Ichinohashi bridge is the more traditional pathway to the mausoleum. There is another entrance (which will be your exit), with modern tombstones and memorials. Many of the memorials here are very modern looking; some are owned by corporations. Although this section looks less historical than the rest, it still holds great significance to those resting there.
After walking through the cemetry, the Gobyo no Hashi Bridge marks the entrance to Kobo Daishi’s Mausoleum. Again, visitors should bow in respect before crossing the bridge.
The gateway to the Mausoleum, Torodo Hall (the Hall of Lamps), contains over 10,000 lanterns donated by worshippers. Walking through is a beautiful experience. A warm glow and tendrils of smoke fill the hall. The lanterns line the walls from floor to ceiling, and the hall smells strongly of incense.
Beyond the Hall is Kobo Daishi’s Mausoleum. Visitors come from around the country to pray here, and there are often pilgrims chanting sutras nearby.
Visit during the day, and it’s lush and green. At night, there’s an eerie but serene glow to the area, as the path is lit up with lanterns.

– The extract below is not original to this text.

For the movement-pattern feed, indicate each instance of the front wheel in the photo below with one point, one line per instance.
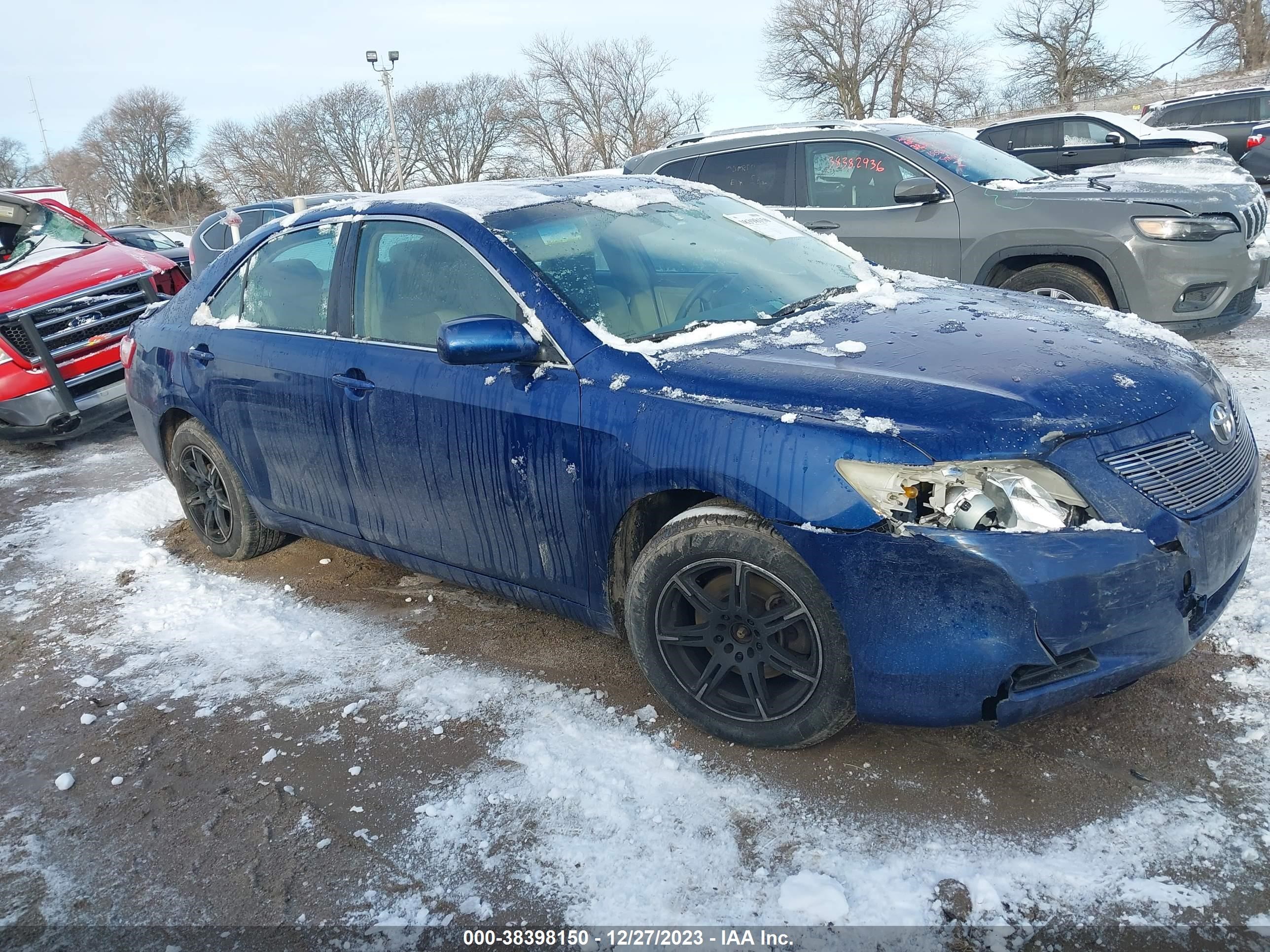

The most beautiful part of the cemetery is the moss that blankets its 200,000 grave times and tombs. It’s a outwardly symbolic representation of where we go after death: back to the earth.
The history of Okunoin cemetery fascinates me. There’s something sacred about visiting cemeteries. It’s a privilege to bear witness to a life lived and ended, and acknowledge that each headstone is a real person. Each person here, over centuries, lived a lifetime of decisions and beliefs and choose their burial place here. And here they rest, in sacred Okunoin Cemetery.